I stood there for a few moments enjoying the feel of his arms. "Hey," I replied eventually.

He led me inside.

"Thanks for making time," I said, once we were seated in the lounge room. "I know you're busy. I just really needed a friendly face."

He gave a dismissive wave. "Don't worry about it. I didn't like the way you sounded on the phone. So what's wrong?"

I sighed. Now that I actually had to explain it, it all felt a little petty, but there was no backing out now. I told him about what had happened.

He listened patiently, compassion evident on his face. He seemed genuinely troubled that I was upset.

"You think Jennifer is the reason you've been having so much trouble lately?" he asked, when I was done.

I shrugged. "I don't know. I doubt it. I mean, she's just a senior associate, not a partner. She doesn't have that kind of authority. Don't get me wrong, I'm sure it doesn't help and she probably takes every opportunity to talk me down when she can — in the sweetest way possible of course — but at the moment she seems content to just fuck with me instead."

"And you can't take it up the ladder at all? Surely that's office harassment or something."

"It wouldn't do any good. She's kissed the ass of every bigger paycheck in the company. All I'd do is make more trouble for myself."

He frowned. "So what are you going to do?"

I exhaled sharply. "I don't know. Either way I lose. I basically have to make a choice; the work I want to do, or the work I should do. It's so unfair." Those last words came out as a kind of high pitched squeal, and I suddenly realised how I was coming across. "God, I've turned into a whiny high-school girl. I'm sorry."

He smiled and reached out to stroke my knee. "It's okay. Seems to me it might be justified. Why does this woman dislike you so much?"

"I don't know. She seems to dislike most other women around the office. You'd think she'd want to stick together, but I get the sense she'd be happier if she were the only one. Plus, I think it pissed her off the way tasks got distributed when we both first started. Despite her position, she's just not really that good at her job, and it showed in her work. She got stuck doing the things I'm doing now, while I was working on the good stuff. It was only once she got her claws into the higher ups that she managed to drag herself out."

"Well, she sounds like a petty bitch."

Those words brought a smile to my face. I hadn't expected to hear Sebastian say something so catty. "That's a fairly accurate assessment." I shook my head. "I don't know, maybe I'm making too big of a deal out of it. Sometimes it just kind of feels like the whole place is conspiring against me, you know? I have no idea how long this Wrights work from Ernest is going to last. I suspect he had to fight pretty hard to get me assigned."

"Well, at least you've got someone on your side."

"That's true."

"You deserve better than this, Sophia."

"Thanks."

He slid closer on the couch and looped his arm around me. "I just wish there was something I could do."

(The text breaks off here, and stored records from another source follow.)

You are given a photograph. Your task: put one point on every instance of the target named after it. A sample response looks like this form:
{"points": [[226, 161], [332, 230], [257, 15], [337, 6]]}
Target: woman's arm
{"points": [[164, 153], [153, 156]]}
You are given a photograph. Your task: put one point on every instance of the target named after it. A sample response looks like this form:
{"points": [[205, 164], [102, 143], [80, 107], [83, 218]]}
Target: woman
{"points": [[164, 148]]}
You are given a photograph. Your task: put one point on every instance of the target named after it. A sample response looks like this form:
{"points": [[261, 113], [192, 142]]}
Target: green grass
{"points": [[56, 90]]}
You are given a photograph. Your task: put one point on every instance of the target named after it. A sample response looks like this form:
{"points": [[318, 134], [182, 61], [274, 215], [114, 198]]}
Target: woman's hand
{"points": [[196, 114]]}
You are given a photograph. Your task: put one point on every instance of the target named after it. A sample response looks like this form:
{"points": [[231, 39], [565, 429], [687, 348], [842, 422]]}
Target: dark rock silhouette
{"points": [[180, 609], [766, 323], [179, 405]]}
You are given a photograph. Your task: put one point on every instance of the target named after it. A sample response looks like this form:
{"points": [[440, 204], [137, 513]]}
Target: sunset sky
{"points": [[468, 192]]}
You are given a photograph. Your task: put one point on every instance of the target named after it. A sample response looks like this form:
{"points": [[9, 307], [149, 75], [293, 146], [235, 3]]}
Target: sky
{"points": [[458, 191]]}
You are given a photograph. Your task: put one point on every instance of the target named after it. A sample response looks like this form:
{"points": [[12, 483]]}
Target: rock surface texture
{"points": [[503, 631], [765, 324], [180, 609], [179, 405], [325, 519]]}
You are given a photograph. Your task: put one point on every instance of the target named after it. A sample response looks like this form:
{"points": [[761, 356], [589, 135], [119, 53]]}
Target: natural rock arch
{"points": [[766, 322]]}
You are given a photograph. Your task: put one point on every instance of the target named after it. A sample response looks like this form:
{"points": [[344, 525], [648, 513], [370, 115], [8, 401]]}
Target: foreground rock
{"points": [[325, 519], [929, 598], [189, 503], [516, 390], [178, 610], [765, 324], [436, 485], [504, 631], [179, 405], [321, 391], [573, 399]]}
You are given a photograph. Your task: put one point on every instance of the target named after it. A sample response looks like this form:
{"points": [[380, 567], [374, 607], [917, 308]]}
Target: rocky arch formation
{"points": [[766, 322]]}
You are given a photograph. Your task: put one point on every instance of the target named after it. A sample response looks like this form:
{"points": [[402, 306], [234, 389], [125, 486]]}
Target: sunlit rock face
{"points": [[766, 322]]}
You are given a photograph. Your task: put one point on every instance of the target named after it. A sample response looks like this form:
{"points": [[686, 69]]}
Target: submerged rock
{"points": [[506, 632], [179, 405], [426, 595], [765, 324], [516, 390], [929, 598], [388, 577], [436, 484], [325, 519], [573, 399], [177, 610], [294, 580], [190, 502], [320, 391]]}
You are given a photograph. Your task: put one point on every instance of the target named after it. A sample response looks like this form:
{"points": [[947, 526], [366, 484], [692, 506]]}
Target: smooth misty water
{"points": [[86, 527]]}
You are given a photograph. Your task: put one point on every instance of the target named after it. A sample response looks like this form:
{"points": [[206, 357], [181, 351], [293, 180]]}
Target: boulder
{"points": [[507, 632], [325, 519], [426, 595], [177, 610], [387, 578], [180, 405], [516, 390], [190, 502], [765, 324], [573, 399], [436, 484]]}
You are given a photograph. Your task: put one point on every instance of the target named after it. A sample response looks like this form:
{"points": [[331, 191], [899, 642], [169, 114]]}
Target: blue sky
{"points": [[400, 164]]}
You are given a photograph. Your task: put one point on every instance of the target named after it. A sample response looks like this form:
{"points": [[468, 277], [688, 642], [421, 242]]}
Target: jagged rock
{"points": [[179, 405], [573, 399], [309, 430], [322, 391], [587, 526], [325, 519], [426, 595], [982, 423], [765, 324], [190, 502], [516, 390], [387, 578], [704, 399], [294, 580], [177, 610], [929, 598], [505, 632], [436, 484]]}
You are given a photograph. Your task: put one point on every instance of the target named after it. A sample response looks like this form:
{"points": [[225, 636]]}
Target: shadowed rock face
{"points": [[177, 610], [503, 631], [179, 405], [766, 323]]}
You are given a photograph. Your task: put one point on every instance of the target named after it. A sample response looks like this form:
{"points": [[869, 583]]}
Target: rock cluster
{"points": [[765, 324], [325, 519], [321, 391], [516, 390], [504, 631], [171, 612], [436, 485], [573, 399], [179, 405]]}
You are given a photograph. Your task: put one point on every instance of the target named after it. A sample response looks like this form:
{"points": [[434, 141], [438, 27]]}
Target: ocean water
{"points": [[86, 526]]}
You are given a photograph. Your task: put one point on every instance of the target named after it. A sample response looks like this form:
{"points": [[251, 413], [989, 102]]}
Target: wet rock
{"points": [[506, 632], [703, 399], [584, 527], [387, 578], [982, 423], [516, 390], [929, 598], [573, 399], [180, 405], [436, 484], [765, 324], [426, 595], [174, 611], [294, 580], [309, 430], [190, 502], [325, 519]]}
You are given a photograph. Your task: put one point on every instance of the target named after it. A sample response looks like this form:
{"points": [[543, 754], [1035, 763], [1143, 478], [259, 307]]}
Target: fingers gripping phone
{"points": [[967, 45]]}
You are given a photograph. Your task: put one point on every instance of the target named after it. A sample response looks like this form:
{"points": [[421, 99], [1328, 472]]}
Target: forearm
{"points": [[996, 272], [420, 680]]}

"You've done plenty by just listening. I wasn't expecting any solutions, just someone to vent to."

He nodded but didn't reply.

We sat like that for a few minutes. It felt good to be snuggled against him. I hadn't been sure what to expect from this encounter, but he'd been incredibly kind and understanding. He'd even joined me in a little therapeutic spitefulness.

I leaned up and kissed him. It was meant to be just a short tender gesture, a thank you for being there for me, but whatever explosive chemistry our bodies shared seemed oblivious to any sort of context. In a matter of moments, our kiss deepened, his tongue entwining with mine while his hands found my neck. I felt something stirring inside my stomach, the first pleasant thing I'd felt since my encounter with Jennifer.